Intensification of Heat Transfer Processes in the Low Temperature Short Heat Pipes with Laval Nozzle Formed Vapour Channel

Abstract

The results of flow studies of moist vapour in Laval-liked vapour channels of short linear heat pipes (HPs) are presented. The increase in heat transfer coefficient of short linear HPs, intended for creation the cooling systems of heat-stressed designs of spacecraft is carried out by making the HPs vapour channel forms of the Laval-liked nozzle. Comparison of the heat transfer coefficients of short HPs with the standard cylindrical vapour channel and the channel, made in the Laval nozzle form with the equality of all dimensions, flat evaporator shows that the HPs with the Laval-liked nozzle vapour channel exceeds the heat transfer characteristics of the standard HPs with a cylindrical vapour channel under high thermal loads. The study of the flow and condensation in such shaped vapour channels of the short HPs at high thermal loads gives an opportunity to analyze in detail the advantages of using such HPs.
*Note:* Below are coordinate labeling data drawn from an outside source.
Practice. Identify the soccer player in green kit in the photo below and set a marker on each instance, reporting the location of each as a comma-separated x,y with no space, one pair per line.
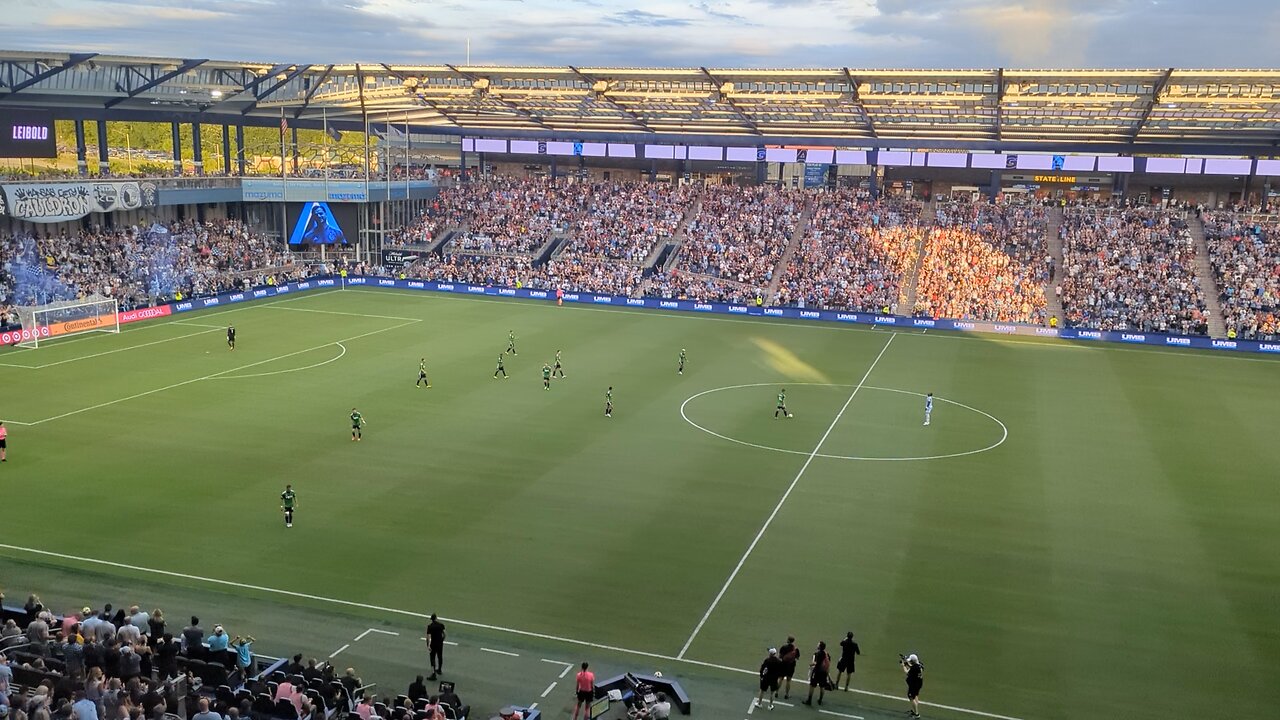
421,373
288,501
782,405
558,368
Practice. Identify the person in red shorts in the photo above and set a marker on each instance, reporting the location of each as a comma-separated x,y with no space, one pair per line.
585,692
Capacitive sensors are additionally installed in cooled top covers of the HPs, and electromagnetic pulses with a frequency of 100 kHz were supplied to them from the external generator. At heating the HPs evaporator, starting from a certain thermal power threshold value, electromagnetic pulses became modulated. It is related with the formations of the boiling process in the capillary-porous evaporator and large amount of vapour over it and its discontinuous distribution. An analytical and numerical evaluation are applied to study the duration of the occurring pulsations, and the analytical results are compared with numerical and experimentally obtained values of the pulsations periods.